A basic run using four threads can be performed with either of the following commands:
```bash
kamino -i <input_dir> -t 4
kamino -I <tabular_file> -t 4
```
In the directory mode, files are recognized by their extension (.fas, .fasta, .faa, .fa, .fna; gzipped ot not).

For **bacterial** isolates, the phylogenomic alignment can also be generated directly from genome assemblies by selecting the option `--genomes` (using either `-i` or `-I`). In this case, an ultra-fast but approximate protein prediction is performed, with predicted proteomes stored in a temporary directory.

```bash
kamino -i <input_dir> -t 4 --genomes
```
Finally, a Neighbour-joinging tree can be generated in addition to other output files by selecting the option `--NJ`.

```bash
kamino -i <input_dir> -t 4 --NJ
```
---

## examples

All analyses were performed on a MacBook *M4 Pro* using v0.6.1 and 4 threads (other parameters set to default):  

| dataset                     | taxonomic diversity  | runtime (min) | memory (GB) | alignment size (aa) |
|-----------------------------|----------------------|---------------|-------------|---------------------|
| 50 *Mycobacterium*          | within-genera        | 0.1           | 0.7         | 24,678              |
| 400 *Mycobacterium*         | within-genera        | 0.5           | 2.5         | 21,011              |
| 50 Polyporales (fungi)      | within-order         | 0.3           | 3.8         | 29,483              |
| 165 Arthropoda              | within-phylum        | 1.1           | 8.5         | 13,002              |
| 55 Mammalia                 | within-class         | 1.6           | 8.1         | 334,108             |  

---

## FAQ

- **When not to use kamino?**
    * low diversity datasets (ie, within-species), for which genome-based approaches will be more powerful 
    * highly divergent datasets (eg, animal kingdom)
    * distant outgroup composed of a few isolates: these might have disproportionately more missing data
    * isolates with a low number of proteins (viruses and prokaryotes with fewer than 1,000 proteins)

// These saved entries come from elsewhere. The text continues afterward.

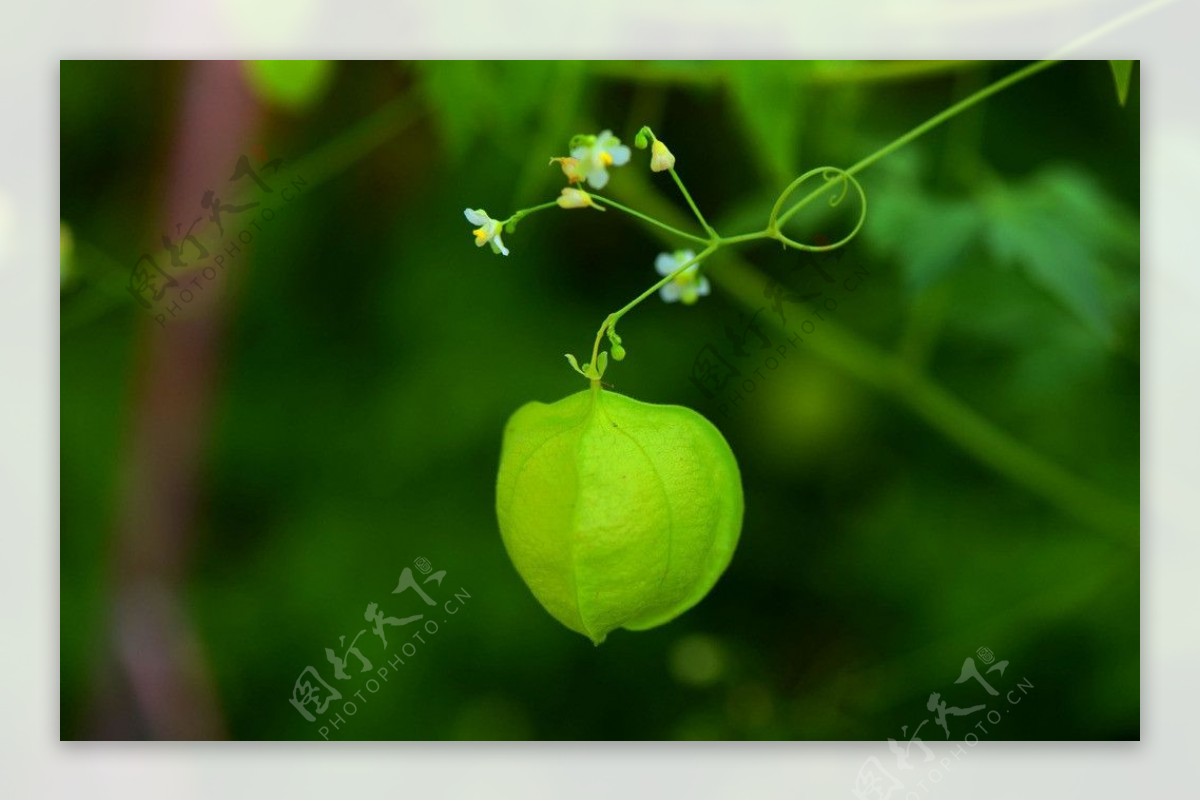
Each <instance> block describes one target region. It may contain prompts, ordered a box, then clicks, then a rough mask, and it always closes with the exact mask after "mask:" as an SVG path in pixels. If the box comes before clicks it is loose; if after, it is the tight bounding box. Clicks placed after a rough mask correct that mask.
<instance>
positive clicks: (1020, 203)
mask: <svg viewBox="0 0 1200 801" xmlns="http://www.w3.org/2000/svg"><path fill="white" fill-rule="evenodd" d="M985 203H986V206H988V213H989V219H988V234H986V236H988V246H989V247H990V249H991V253H992V255H994V258H995V259H996V261H997V263H998V264H1001V265H1016V266H1019V267H1021V269H1022V270H1024V272H1025V275H1026V276H1027V277H1028V278H1030V281H1032V282H1033V283H1034V284H1037V285H1038V287H1040V288H1042V289H1044V290H1045V291H1048V293H1049V294H1050V295H1051V296H1054V297H1055V299H1057V300H1058V301H1060V302H1061V303H1062V305H1063V306H1066V307H1067V308H1068V309H1069V311H1070V312H1072V313H1074V314H1075V315H1076V317H1078V318H1079V319H1080V320H1082V321H1084V323H1085V324H1086V325H1087V326H1088V327H1090V329H1092V331H1093V332H1096V333H1097V335H1099V336H1100V337H1102V338H1103V339H1104V341H1105V342H1108V343H1111V342H1112V336H1114V313H1115V311H1116V309H1115V308H1114V300H1115V299H1112V297H1110V296H1109V294H1108V293H1106V291H1105V288H1106V287H1111V285H1115V284H1116V279H1115V277H1114V276H1111V275H1110V273H1111V266H1110V264H1109V259H1110V258H1111V257H1115V255H1118V254H1120V253H1121V252H1126V253H1130V252H1132V253H1135V252H1136V241H1138V240H1136V228H1135V227H1134V225H1133V224H1132V221H1130V219H1129V216H1128V213H1126V212H1124V211H1123V210H1122V209H1120V207H1118V206H1116V204H1114V203H1112V201H1111V200H1110V199H1109V198H1108V197H1106V195H1105V194H1104V192H1103V191H1102V189H1100V188H1099V187H1098V186H1097V185H1096V183H1094V181H1092V180H1091V179H1090V177H1088V176H1087V175H1085V174H1084V173H1081V171H1079V170H1076V169H1073V168H1067V167H1057V168H1050V169H1046V170H1043V171H1042V173H1039V174H1037V175H1036V176H1033V177H1032V179H1031V180H1028V181H1026V182H1024V183H1019V185H1015V186H1009V187H1003V188H1001V189H996V191H992V192H990V193H989V194H988V195H986V200H985Z"/></svg>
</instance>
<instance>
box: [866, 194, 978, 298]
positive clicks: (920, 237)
mask: <svg viewBox="0 0 1200 801" xmlns="http://www.w3.org/2000/svg"><path fill="white" fill-rule="evenodd" d="M869 219H870V223H871V225H870V239H871V241H872V245H874V246H875V247H876V248H880V249H881V251H883V252H888V253H894V254H895V258H896V259H898V260H899V263H900V267H901V269H902V270H904V278H905V284H906V287H907V288H908V289H910V290H912V291H913V293H919V291H923V290H924V289H928V288H929V287H931V285H932V284H935V283H937V282H938V281H940V279H942V278H944V277H946V276H947V275H948V273H949V272H950V271H952V270H954V267H956V266H959V265H961V264H962V260H964V259H962V257H964V253H965V251H967V249H968V248H970V247H971V245H972V243H973V242H974V240H976V239H977V237H978V236H979V233H980V230H982V225H983V213H982V211H980V209H979V206H978V204H977V203H974V201H973V200H971V199H966V198H937V197H932V195H928V194H922V193H919V192H910V191H895V189H893V191H886V192H880V193H877V194H876V195H875V197H874V198H872V199H871V216H870V218H869Z"/></svg>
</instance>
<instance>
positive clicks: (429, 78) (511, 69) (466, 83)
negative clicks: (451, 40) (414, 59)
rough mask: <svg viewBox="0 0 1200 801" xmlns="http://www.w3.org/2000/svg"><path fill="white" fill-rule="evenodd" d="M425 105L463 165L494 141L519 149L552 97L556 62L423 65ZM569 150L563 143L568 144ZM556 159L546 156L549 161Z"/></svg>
mask: <svg viewBox="0 0 1200 801" xmlns="http://www.w3.org/2000/svg"><path fill="white" fill-rule="evenodd" d="M419 68H420V74H421V83H422V86H424V90H425V95H426V100H427V102H428V103H430V106H431V107H432V109H433V114H434V120H436V121H437V126H438V128H439V132H440V134H442V138H443V140H444V141H445V144H446V149H448V151H449V153H450V157H451V158H454V159H456V161H457V159H461V158H463V157H464V156H466V155H467V151H468V150H469V149H470V147H472V145H473V144H475V143H476V141H479V140H481V139H490V140H493V141H496V143H499V144H502V145H503V144H511V145H514V151H516V150H517V145H521V150H523V140H524V139H526V138H528V135H529V134H530V133H532V130H533V127H534V126H533V120H534V119H536V113H538V112H539V109H541V108H542V107H544V106H547V104H552V103H553V102H554V98H553V97H552V96H551V94H550V88H551V80H552V78H553V73H554V71H556V70H557V68H559V65H558V64H557V62H553V61H500V62H480V61H433V62H421V64H420V65H419ZM564 144H565V143H564ZM551 155H553V153H547V158H548V157H550V156H551Z"/></svg>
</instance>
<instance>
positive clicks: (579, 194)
mask: <svg viewBox="0 0 1200 801" xmlns="http://www.w3.org/2000/svg"><path fill="white" fill-rule="evenodd" d="M557 203H558V205H559V206H562V207H563V209H584V207H587V206H592V207H593V209H599V206H596V205H595V204H594V203H593V201H592V195H590V194H588V193H587V192H584V191H583V189H574V188H570V187H568V188H564V189H563V192H562V194H559V195H558V200H557Z"/></svg>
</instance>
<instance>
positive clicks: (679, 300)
mask: <svg viewBox="0 0 1200 801" xmlns="http://www.w3.org/2000/svg"><path fill="white" fill-rule="evenodd" d="M695 258H696V254H695V253H692V252H691V251H676V252H674V253H659V258H658V259H655V260H654V269H655V270H658V271H659V275H660V276H670V275H671V273H672V272H674V271H676V270H678V269H679V267H682V266H683V265H685V264H686V263H689V261H691V260H692V259H695ZM708 293H709V285H708V278H706V277H704V276H702V275H700V261H697V263H695V264H694V265H691V266H690V267H688V269H686V270H684V271H683V272H680V273H679V275H678V276H676V277H674V279H673V281H672V282H671V283H668V284H665V285H664V287H662V289H660V290H659V295H660V296H661V297H662V300H664V301H666V302H667V303H673V302H676V301H683V302H684V303H685V305H688V306H691V305H692V303H695V302H696V301H697V300H698V299H700V296H701V295H707V294H708Z"/></svg>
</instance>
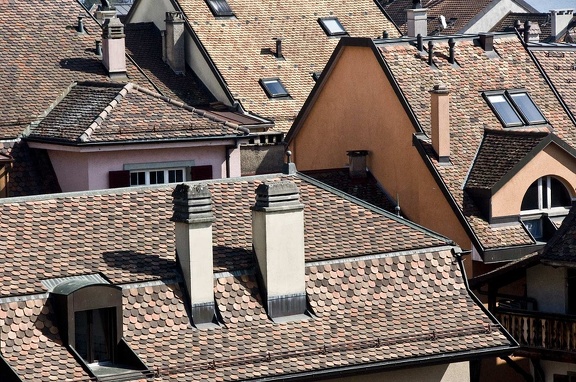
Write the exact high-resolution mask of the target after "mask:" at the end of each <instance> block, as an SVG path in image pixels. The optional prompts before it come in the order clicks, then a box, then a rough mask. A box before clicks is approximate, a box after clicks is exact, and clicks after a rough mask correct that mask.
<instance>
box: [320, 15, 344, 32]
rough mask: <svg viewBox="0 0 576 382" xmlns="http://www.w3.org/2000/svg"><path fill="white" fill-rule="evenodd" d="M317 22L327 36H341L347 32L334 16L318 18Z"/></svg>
mask: <svg viewBox="0 0 576 382" xmlns="http://www.w3.org/2000/svg"><path fill="white" fill-rule="evenodd" d="M318 22H319V23H320V26H321V27H322V29H324V32H326V34H327V35H328V36H343V35H346V34H348V33H347V32H346V29H344V27H343V26H342V24H340V21H338V19H337V18H336V17H325V18H320V19H318Z"/></svg>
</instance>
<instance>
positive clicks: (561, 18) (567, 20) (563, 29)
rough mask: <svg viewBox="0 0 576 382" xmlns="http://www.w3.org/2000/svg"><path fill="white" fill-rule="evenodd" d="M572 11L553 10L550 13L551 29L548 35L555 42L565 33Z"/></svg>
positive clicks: (567, 27)
mask: <svg viewBox="0 0 576 382" xmlns="http://www.w3.org/2000/svg"><path fill="white" fill-rule="evenodd" d="M573 12H574V11H573V10H572V9H553V10H551V11H550V16H551V18H552V20H551V28H552V30H551V31H550V33H551V34H552V36H553V37H554V40H555V41H558V39H559V38H560V36H561V35H562V34H563V33H564V32H566V30H567V29H568V25H569V24H570V21H572V16H573V15H572V13H573Z"/></svg>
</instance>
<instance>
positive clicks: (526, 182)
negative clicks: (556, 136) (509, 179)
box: [491, 143, 576, 217]
mask: <svg viewBox="0 0 576 382" xmlns="http://www.w3.org/2000/svg"><path fill="white" fill-rule="evenodd" d="M546 175H553V176H555V177H556V178H558V179H559V180H561V181H562V182H563V183H564V185H565V186H566V188H567V189H568V191H569V192H570V195H571V196H572V197H574V195H575V191H574V190H575V187H576V161H575V160H574V157H572V156H571V155H570V154H568V153H567V152H566V151H564V150H563V149H561V148H560V147H558V146H557V145H555V144H553V143H552V144H549V145H548V146H547V147H546V148H545V149H544V150H542V151H541V152H539V153H538V154H537V155H536V156H535V157H534V158H533V159H532V160H531V161H530V162H528V163H527V164H526V166H524V167H523V168H522V170H520V171H519V172H518V173H517V174H515V175H514V176H513V177H512V179H510V180H509V181H508V182H506V184H505V185H504V186H502V188H501V189H500V190H498V192H496V194H494V195H493V196H492V203H491V209H492V216H493V217H499V216H511V215H518V214H520V207H521V204H522V199H523V198H524V194H525V193H526V190H528V187H529V186H530V185H531V184H532V183H533V182H534V181H536V180H537V179H538V178H541V177H543V176H546Z"/></svg>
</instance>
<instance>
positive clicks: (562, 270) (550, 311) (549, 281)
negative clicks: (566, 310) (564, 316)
mask: <svg viewBox="0 0 576 382" xmlns="http://www.w3.org/2000/svg"><path fill="white" fill-rule="evenodd" d="M526 285H527V292H528V297H533V298H535V299H536V301H538V310H540V311H542V312H546V313H559V314H565V313H566V268H554V267H549V266H544V265H537V266H534V267H531V268H528V269H527V270H526Z"/></svg>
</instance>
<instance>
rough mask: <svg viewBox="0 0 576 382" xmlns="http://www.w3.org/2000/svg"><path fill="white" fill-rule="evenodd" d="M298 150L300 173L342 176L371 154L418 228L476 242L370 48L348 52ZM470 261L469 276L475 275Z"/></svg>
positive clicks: (298, 166)
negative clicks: (301, 171)
mask: <svg viewBox="0 0 576 382" xmlns="http://www.w3.org/2000/svg"><path fill="white" fill-rule="evenodd" d="M332 68H333V70H332V72H331V73H329V76H328V78H327V81H326V82H325V83H324V86H323V88H322V89H321V90H320V91H319V92H318V93H317V98H316V99H315V101H314V104H313V107H312V108H311V110H310V111H309V113H308V115H307V116H306V117H305V118H304V119H303V122H302V126H301V128H300V130H299V132H298V134H297V136H296V137H294V139H293V140H292V142H290V149H291V150H292V153H293V160H294V162H295V163H296V167H297V168H298V170H300V171H302V170H317V169H329V168H342V167H343V166H344V165H346V164H347V163H348V157H347V155H346V151H348V150H368V151H369V152H370V153H369V155H368V158H367V165H368V167H369V168H370V171H371V172H372V173H373V174H374V176H375V177H376V179H377V180H378V181H379V182H380V184H382V186H383V187H384V188H385V189H386V191H387V192H388V193H389V195H391V196H392V197H394V198H396V197H399V198H400V207H401V209H402V213H403V214H404V215H405V216H406V217H407V218H409V219H410V220H412V221H414V222H416V223H418V224H421V225H423V226H425V227H427V228H430V229H432V230H434V231H436V232H439V233H441V234H443V235H446V236H448V237H450V238H451V239H452V240H454V241H455V242H456V243H457V244H458V245H459V246H461V247H462V248H464V249H470V246H471V244H470V243H471V240H470V238H468V236H467V234H466V232H465V231H464V228H463V227H462V225H461V224H460V222H459V220H458V219H457V217H456V215H455V214H454V212H453V211H452V208H451V207H450V205H449V204H448V202H447V200H446V199H445V198H444V195H443V194H442V192H441V190H440V188H439V187H438V185H437V183H436V181H435V179H434V178H433V177H432V174H431V173H430V172H429V170H428V168H427V167H426V165H425V163H424V161H423V159H422V157H421V156H420V154H419V153H418V151H417V150H416V148H415V147H414V146H413V145H412V136H413V134H414V133H415V129H414V127H413V125H412V122H411V121H410V120H409V118H408V116H407V115H406V112H405V111H404V109H403V107H402V105H401V104H400V101H399V100H398V98H397V96H396V94H395V93H394V90H393V88H392V86H391V85H390V83H389V82H388V79H387V78H386V75H385V73H384V71H383V68H382V67H381V66H380V64H379V62H378V61H377V59H376V56H375V55H374V53H373V52H372V50H371V49H370V48H366V47H345V48H344V49H343V50H342V51H341V54H340V56H339V57H338V62H337V64H336V65H334V66H332ZM471 263H472V262H471V261H467V262H466V263H465V264H466V265H467V272H468V275H469V276H471V275H472V273H471V272H472V270H471Z"/></svg>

- **Is the output reproducible?**
<p>Yes, kamino is fully deterministic so will produce the exact same alignment for a given version, set of parameters and input proteomes.</p>

- **How to get more phylogenetic positions?**
<p>Increase the maximum depth of the graph traversal (`-d`) or lower the minimum proportion of isolates with amino acid per position (`-f`) if that is acceptable for downstream analyses.</p>

 

---

This codebase is provided under the MIT License. Some parts of the code were drafted using AI assistance.